Rafe presses his lips together, and thrusts the device back into his basket.

“Try to disable one of the smaller ones and bring it to the safe spot, where we can work on it thoroughly.”

You draw the cancellers from the machine-rabbit’s bag: worn, blackened, leather hoods, each with tail housing a thin, jointed computer. Each hood comes down past the eyes, and between the eyeholes is a small, metal hole centered over the hole in your forehead, connected with the computer at the back by a wire.

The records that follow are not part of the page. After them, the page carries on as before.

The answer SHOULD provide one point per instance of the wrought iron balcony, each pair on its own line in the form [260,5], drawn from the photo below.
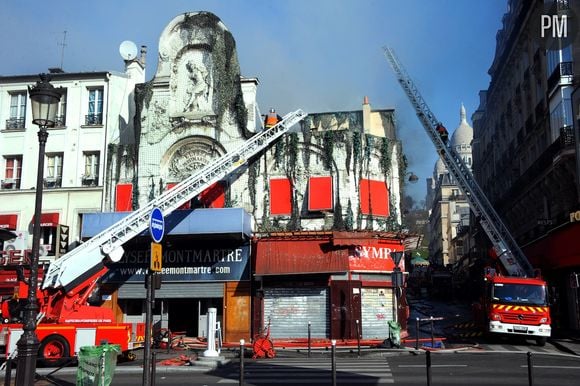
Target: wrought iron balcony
[14,123]
[93,119]
[52,182]
[10,184]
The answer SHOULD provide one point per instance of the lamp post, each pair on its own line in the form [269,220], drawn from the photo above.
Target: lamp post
[44,102]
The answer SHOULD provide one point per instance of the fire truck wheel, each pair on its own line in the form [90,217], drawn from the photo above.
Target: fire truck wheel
[54,351]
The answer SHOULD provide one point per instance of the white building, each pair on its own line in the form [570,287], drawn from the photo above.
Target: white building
[96,108]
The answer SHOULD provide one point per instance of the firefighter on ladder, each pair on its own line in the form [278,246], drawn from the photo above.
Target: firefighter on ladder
[271,119]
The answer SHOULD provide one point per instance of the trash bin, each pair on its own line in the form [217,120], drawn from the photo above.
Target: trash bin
[97,364]
[395,333]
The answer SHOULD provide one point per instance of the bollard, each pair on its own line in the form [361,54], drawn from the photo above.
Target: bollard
[428,357]
[432,333]
[530,368]
[358,337]
[309,336]
[153,361]
[417,332]
[242,342]
[333,356]
[8,376]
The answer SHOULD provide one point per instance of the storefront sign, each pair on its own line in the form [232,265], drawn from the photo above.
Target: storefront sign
[373,258]
[212,264]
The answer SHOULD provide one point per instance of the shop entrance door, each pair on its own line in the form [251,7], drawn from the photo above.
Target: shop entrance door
[189,316]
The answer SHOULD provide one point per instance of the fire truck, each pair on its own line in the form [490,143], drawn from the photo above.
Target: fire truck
[514,298]
[69,316]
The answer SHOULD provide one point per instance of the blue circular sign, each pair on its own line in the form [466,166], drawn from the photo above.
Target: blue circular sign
[156,225]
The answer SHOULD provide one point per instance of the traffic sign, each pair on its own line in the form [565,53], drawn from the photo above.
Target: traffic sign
[156,225]
[156,257]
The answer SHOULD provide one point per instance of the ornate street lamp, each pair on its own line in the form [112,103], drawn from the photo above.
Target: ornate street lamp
[412,177]
[44,101]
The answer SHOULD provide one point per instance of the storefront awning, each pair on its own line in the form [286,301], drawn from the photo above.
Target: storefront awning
[8,221]
[217,222]
[47,219]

Rafe hands you an item like a glass rod, a foot long, and thin as a grass stem, with a metal cap at the end. He tells you to break it, which is more difficult to do than you would have expected; after an effort it snaps, but rather than breaking into pieces it turns white, and becomes flexible as a riding crop. Rafe slides his into the hole in the front of his hood, and so into the hole in his head, and locks the cap in place. You wonder how this can be, as the rod is longer than his head, and ought to extend several inches out of the back; but when you do the same as him you feel nothing. However, the thought of the long stem passing into you makes your scalp tingle and tighten.

The rabbit-machine gives you brief directions, and you set out running. The crashes and hot computer smells of the odd battle fade behind you. After passing the landmark – a glass grapevine climbing a tree – you turn left, and soon see the small enclosure through the trees. It is a rectangle of metal fence, like one would find surrounding a family grave site, and when you approach it you see that the opening into the underground safe place is itself shaped just like a freshly dug grave. Rafe unlocks and draws out the rod from his hood.

“Only just in time. These cancellers must not be fresh.”

The rod has already darkened to a grey color.

You hear the sound of clapping, and you see the imp lounging in the skeleton of a truck, clapping with its hind hands, and with its fore hands behind its head.

“Have you decided to help us?” Rafe asks. The imp sits up and puts its fore hands and on the “knees” of its hind arms and pulls a toothy smile.

“You haven’t a choice but to take my help now.”

“How so?”

“You’re sweet friends,” it says, waving a finger the way you came, “I tagged them all.”

“Why?” you ask with just indignation.

“Whatever reason you like. But the fact is, I, and I alone, am at your disposal.”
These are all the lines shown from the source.